Chase noted that while the concept of allowing LLMs to run on a loop and ring instruments seems relatively simple, it is difficult to pull off reliably. For a while, the models were “below the limit of usefulness” and simply couldn’t work in a single loop, so developers used graphs and wrote chains to get around this. Chase pointed to AutoGPT, once the fastest-growing GitHub project, as a cautionary example: the same architecture as today’s best agents, but the models weren’t yet good enough to run reliably in a single loop, so it quickly fizzled out. But as LLMs continue to improve, teams can build environments where models can run in loops and plan over longer horizons, and they can continually improve these trailers. Previously, “you couldn’t really do improvements on the trailer because you couldn’t really drive the model on the trailer,” Chase said. LangChain’s answer to this is customizable Deep Agents general purpose trailer. Built on LangChain and LangGraph, it has scheduling capabilities, a virtual file system, context and token management, code execution, skill and memory functions. In addition, it can delegate tasks to subagents; these are specialized with different tools and configurations and can work in parallel. Context is also isolated, meaning that subagent work does not mess with the parent agent’s context, and large subtask contexts are compressed into a single result for remarkable efficiency. Chase explained that these agents all have access to file systems and can create to-do lists that they can execute and track over time. “When it goes to the next step and goes from a 200-step process to step two or step three or step four, it has a way to track progress and maintain that consistency,” Chase said. “It comes down to letting the LLM essentially write their ideas as they go along.” He stressed that trailers should be designed so that models can maintain consistency over longer tasks and be “suitable” for models that decide to remove context at points it determines are “useful”. Also, giving agents access to code interpreters and BASH tools increases flexibility. And providing agents with skills, as opposed to just preloaded tools, allows them to download information as needed. “So rather than hard-coding everything into one big system request," Chase explained, "you can make a smaller system query, ‘This is the basic foundation, but if I need to do Xi, let me read the skill for X. If I have to do Y, I read the skill for Y.’"

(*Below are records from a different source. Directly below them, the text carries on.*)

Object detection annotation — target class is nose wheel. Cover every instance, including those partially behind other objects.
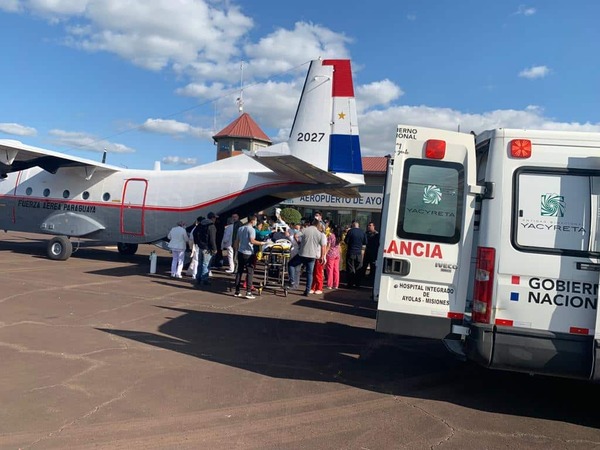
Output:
[47,236,73,261]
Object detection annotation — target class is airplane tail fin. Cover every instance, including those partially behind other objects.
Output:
[251,59,364,186]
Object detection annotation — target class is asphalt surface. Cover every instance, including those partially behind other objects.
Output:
[0,233,600,449]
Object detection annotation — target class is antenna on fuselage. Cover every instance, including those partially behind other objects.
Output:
[236,61,244,115]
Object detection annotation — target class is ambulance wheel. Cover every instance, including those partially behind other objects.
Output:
[48,236,73,261]
[117,242,137,256]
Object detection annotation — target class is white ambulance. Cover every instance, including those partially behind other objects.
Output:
[374,125,600,381]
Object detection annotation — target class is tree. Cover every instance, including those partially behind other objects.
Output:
[281,208,302,225]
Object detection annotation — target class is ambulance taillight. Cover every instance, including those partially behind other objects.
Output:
[425,139,446,159]
[472,247,496,323]
[510,139,531,159]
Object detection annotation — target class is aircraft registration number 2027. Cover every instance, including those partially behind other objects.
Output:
[297,133,325,142]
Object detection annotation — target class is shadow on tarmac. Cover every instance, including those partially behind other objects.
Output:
[5,234,600,428]
[99,306,600,428]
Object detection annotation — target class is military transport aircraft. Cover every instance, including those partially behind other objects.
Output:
[0,60,364,260]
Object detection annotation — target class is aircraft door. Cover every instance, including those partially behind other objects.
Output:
[121,178,148,236]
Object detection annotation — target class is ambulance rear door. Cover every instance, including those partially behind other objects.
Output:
[374,125,483,339]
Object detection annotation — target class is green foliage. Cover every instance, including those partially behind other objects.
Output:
[281,208,302,224]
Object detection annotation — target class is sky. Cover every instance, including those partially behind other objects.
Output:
[0,0,600,170]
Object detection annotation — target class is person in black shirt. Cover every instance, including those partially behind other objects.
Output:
[361,222,379,286]
[344,220,367,288]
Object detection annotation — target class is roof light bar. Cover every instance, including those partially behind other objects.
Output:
[510,139,531,159]
[425,139,446,159]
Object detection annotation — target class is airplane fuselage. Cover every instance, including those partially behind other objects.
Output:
[0,155,302,243]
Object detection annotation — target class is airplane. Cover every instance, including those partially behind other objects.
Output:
[0,59,364,260]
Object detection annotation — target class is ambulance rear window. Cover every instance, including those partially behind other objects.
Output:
[512,168,600,256]
[397,159,464,244]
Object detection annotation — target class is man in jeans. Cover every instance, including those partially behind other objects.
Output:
[289,218,327,297]
[194,212,218,286]
[344,220,367,288]
[234,216,264,299]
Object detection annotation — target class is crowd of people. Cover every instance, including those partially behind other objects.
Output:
[168,212,379,299]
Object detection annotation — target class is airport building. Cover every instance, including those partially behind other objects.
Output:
[213,113,388,229]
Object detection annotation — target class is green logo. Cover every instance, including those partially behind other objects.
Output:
[540,194,565,217]
[423,184,442,205]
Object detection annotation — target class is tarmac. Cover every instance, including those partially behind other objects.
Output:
[0,232,600,449]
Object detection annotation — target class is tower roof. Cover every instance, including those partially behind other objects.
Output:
[213,113,271,143]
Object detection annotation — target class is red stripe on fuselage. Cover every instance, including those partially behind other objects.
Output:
[0,182,301,212]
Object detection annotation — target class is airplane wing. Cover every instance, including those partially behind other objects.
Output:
[0,139,120,180]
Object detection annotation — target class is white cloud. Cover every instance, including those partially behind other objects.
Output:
[355,79,404,111]
[519,66,550,80]
[515,5,536,16]
[162,156,197,166]
[140,119,214,139]
[19,0,253,70]
[49,130,135,153]
[244,22,352,77]
[0,0,22,13]
[0,123,37,136]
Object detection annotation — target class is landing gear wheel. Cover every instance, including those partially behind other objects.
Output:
[47,236,73,261]
[117,242,137,256]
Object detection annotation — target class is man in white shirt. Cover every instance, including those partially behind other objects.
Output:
[234,216,264,299]
[289,218,327,297]
[167,221,189,278]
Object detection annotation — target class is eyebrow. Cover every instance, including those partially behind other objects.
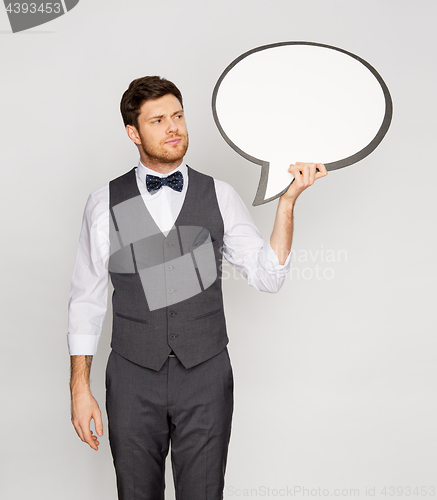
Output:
[149,109,184,120]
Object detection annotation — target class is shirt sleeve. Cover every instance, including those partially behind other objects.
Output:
[215,180,291,293]
[67,189,109,356]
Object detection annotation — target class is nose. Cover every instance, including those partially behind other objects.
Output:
[167,118,178,134]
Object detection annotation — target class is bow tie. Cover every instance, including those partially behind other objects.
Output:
[146,170,184,194]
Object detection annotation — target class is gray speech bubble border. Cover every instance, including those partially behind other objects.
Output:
[212,41,393,206]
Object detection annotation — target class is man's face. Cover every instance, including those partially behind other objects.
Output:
[126,94,188,168]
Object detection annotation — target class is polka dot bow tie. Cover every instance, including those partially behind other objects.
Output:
[146,170,184,194]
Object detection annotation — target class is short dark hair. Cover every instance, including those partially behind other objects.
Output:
[120,76,183,130]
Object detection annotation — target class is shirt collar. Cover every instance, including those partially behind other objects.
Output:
[137,160,188,184]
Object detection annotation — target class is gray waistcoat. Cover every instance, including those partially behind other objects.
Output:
[109,167,228,370]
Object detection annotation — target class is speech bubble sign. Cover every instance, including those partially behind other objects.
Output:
[212,42,393,206]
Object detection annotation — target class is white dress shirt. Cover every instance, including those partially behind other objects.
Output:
[67,162,291,355]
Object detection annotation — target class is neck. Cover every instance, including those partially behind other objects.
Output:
[140,155,183,174]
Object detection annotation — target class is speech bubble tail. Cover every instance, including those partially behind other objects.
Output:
[252,161,294,207]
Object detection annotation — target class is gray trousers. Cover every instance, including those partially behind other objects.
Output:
[106,348,233,500]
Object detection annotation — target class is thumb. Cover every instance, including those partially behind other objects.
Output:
[93,406,103,436]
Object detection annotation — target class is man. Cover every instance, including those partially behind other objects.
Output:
[68,77,327,500]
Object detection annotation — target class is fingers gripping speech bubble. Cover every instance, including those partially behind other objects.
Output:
[212,42,393,205]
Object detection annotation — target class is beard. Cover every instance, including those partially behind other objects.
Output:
[140,134,188,164]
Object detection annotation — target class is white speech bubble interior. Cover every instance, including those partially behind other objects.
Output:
[213,42,391,204]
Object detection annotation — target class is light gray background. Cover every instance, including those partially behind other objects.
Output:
[0,0,437,500]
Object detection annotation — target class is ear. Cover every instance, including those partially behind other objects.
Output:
[126,125,141,145]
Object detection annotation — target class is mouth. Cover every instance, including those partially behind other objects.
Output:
[165,137,182,146]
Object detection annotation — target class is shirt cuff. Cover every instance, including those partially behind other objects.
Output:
[258,240,292,276]
[67,333,100,356]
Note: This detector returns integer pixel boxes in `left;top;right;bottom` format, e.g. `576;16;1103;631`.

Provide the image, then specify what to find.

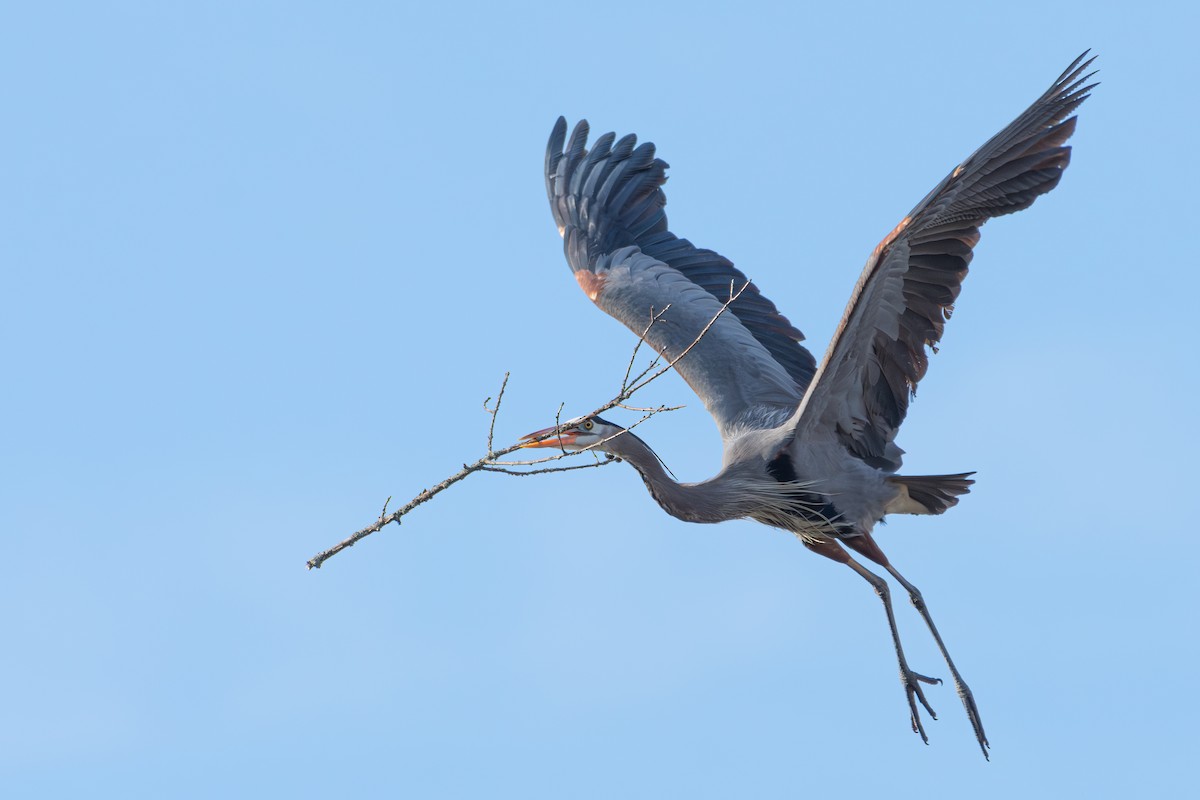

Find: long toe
954;681;991;760
900;669;942;745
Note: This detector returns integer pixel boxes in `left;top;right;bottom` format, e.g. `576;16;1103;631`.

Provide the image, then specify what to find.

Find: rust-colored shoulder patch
575;270;604;302
871;217;912;257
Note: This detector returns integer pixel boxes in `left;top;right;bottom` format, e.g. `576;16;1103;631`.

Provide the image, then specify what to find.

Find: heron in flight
524;53;1096;757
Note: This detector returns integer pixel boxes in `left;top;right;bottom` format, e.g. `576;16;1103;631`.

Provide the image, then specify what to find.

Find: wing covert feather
794;53;1096;471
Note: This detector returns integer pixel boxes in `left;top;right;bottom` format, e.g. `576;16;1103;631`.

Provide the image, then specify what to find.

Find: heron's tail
887;473;974;513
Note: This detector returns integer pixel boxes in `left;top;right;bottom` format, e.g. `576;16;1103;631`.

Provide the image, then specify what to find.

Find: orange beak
521;427;580;449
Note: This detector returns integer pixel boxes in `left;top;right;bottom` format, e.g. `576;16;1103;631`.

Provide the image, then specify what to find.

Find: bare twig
308;281;750;570
484;372;509;452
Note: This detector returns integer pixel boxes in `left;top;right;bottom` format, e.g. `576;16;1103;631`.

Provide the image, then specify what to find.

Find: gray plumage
527;53;1094;756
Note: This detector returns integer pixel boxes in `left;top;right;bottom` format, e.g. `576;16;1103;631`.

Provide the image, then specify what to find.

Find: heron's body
528;54;1092;754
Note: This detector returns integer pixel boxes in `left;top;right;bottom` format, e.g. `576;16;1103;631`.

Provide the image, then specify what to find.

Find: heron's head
521;416;625;452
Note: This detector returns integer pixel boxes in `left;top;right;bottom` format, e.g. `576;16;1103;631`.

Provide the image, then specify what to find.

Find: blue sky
0;2;1200;798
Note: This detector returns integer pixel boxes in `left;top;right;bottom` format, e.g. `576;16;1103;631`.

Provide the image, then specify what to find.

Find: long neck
607;433;750;522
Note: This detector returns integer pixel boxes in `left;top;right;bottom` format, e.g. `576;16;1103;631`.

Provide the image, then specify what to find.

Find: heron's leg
883;564;991;760
804;541;942;745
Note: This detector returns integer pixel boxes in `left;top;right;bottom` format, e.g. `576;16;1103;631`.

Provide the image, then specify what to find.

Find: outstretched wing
546;118;816;433
796;53;1096;471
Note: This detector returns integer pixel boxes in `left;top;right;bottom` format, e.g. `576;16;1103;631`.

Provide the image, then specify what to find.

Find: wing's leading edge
796;53;1096;471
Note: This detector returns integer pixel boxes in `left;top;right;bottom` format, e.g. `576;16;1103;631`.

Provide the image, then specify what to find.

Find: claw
900;669;942;745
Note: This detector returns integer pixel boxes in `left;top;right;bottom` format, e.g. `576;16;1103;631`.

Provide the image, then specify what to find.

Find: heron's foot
954;681;991;762
900;667;940;745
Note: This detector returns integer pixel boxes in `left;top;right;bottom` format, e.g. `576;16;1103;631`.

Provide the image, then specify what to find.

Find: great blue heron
524;53;1096;757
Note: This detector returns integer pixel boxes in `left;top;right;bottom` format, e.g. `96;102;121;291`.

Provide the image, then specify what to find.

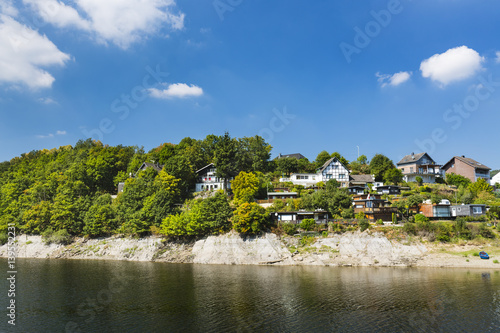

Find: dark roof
274;153;306;160
137;162;163;172
196;163;214;173
319;157;349;172
441;156;491;170
397;153;434;165
349;175;375;183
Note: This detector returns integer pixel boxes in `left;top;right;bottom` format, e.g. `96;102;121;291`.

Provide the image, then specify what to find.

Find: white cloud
23;0;184;49
420;46;484;86
0;0;19;17
148;83;203;99
36;131;67;139
23;0;90;30
38;97;58;105
36;133;54;139
375;72;412;87
0;14;70;88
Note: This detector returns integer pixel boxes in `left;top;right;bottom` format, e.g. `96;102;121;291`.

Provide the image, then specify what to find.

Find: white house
195;163;231;192
280;157;349;187
490;172;500;186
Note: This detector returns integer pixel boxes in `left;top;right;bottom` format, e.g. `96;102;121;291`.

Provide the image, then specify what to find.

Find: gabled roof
196;163;215;173
319;157;349;172
441;156;491;170
397;153;435;165
274;153;306;160
349;175;375;183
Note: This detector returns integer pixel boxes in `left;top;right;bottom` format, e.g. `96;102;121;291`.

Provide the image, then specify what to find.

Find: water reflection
0;259;500;333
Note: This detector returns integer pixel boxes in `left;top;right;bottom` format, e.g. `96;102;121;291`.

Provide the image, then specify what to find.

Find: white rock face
0;232;427;266
192;233;293;265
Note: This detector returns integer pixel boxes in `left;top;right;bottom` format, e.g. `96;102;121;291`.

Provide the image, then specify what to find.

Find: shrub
0;232;9;245
281;223;297;236
479;222;495;238
300;219;316;231
42;228;73;245
358;219;370;232
403;222;417;235
414;214;429;223
300;236;316;246
355;212;365;220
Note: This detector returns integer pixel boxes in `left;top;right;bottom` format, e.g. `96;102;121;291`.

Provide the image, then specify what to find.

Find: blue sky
0;0;500;169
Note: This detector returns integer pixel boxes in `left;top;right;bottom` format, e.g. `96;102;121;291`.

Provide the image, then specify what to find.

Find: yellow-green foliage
231;171;259;204
233;202;268;234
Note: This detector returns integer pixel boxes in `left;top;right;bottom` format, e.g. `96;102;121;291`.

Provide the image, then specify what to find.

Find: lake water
0;259;500;333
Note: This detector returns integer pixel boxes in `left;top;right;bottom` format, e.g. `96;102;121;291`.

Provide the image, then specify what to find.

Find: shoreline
0;232;500;269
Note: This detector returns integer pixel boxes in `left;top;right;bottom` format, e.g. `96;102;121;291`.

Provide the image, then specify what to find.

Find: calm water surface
0;259;500;333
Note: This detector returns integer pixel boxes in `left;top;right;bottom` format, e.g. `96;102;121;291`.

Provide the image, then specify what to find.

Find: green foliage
414;214;429;223
300;219;316;231
0;232;9;245
340;206;354;219
358;218;370;232
354;212;365;220
281;223;297;236
83;194;116;237
231;171;259;204
233;202;268;234
315;150;331;168
383;168;403;185
42;228;73;245
446;172;470;187
370;154;394;182
300;235;316;246
161;191;233;238
275;157;299;176
468;178;493;195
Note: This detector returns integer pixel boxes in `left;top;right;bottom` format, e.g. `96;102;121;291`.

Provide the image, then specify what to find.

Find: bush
281;223;297;236
300;219;316;231
479;222;495;238
300;236;316;246
355;212;365;220
414;214;429;223
358;219;370;232
0;232;9;245
42;228;73;245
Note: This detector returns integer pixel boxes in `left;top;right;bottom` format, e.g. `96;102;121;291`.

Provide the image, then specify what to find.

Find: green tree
315;150;331;168
370;154;394;182
214;132;238;190
446;172;470;187
274;157;299;176
468;178;493;196
384;168;403;185
83;194;116;237
231;171;259;204
233;202;268;234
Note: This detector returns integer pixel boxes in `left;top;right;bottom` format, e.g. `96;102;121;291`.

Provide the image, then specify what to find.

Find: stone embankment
0;232;498;267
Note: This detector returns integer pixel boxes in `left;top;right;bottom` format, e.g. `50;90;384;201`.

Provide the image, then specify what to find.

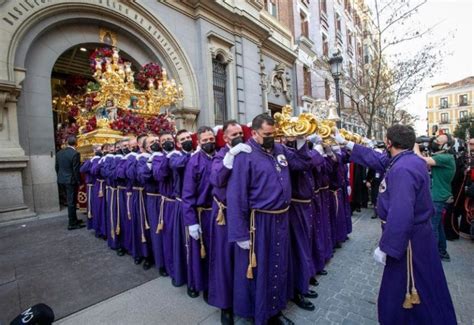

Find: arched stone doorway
0;0;199;218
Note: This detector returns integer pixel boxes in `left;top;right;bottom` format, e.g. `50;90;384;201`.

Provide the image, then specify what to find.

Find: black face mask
163;141;174;151
230;137;244;147
181;140;193;152
262;137;275;149
150;142;160;152
201;142;216;155
286;140;296;149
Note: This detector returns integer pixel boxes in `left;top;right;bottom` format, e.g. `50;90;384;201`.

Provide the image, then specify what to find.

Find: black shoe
143;259;151;271
188;287;199;298
159;267;169;277
303;289;318;299
268;312;295;325
309;276;319;286
439;252;451;262
133;257;143;265
292;293;315;311
67;224;85;230
221;308;234;325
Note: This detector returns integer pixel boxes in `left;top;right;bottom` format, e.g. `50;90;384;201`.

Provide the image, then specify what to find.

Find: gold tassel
251;252;257;267
247;264;253;279
411;287;421;305
403;293;413;309
201;239;206;258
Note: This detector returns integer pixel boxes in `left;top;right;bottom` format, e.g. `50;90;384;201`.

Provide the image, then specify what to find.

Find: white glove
229;143;252;156
332;130;347;144
222;152;235;169
237;240;250;249
188;224;202;240
374;247;387;265
308;134;323;144
314;143;324;155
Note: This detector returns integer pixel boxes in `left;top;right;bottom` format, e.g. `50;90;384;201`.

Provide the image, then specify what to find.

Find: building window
441;113;449;123
324;79;331;100
323;34;329;57
439;97;448;108
303;67;311;97
300;12;308;37
319;0;328;15
212;55;227;125
264;0;277;18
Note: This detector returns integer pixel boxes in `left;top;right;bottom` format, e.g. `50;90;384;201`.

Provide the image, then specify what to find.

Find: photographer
414;134;456;261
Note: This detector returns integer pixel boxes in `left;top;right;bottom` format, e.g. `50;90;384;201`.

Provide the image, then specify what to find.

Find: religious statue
128;96;139;109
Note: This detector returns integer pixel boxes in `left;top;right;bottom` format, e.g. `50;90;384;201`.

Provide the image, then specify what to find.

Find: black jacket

In fact, context engineering is a “really fancy” way of saying: What does LLM see? Because it’s different from what developers see, he said. When human developers can analyze agent traces, they can put themselves in the AI’s “mindset” and answer questions like: What is a system command? How was it created? Is it static or populated? What tools does the agent have? When it calls the tool and gets a response, how is it presented? “When agents mess up, they mess up because they don’t have the right context; when they succeed, they succeed because they have the right context,” he said. “I think of context engineering as bringing the right information in the right format at the right time to the LLM.” Listen to the podcast to hear more about:

  • How LangChain built its stack: LangGraph as the main column, LangChain in the center, Deep Agents on top.

  • Why code sandboxes will be the next big thing.

  • How a different kind of UX will evolve as agents work longer intervals (or continuously).

  • Why traces and observability are key to creating an agent that actually works.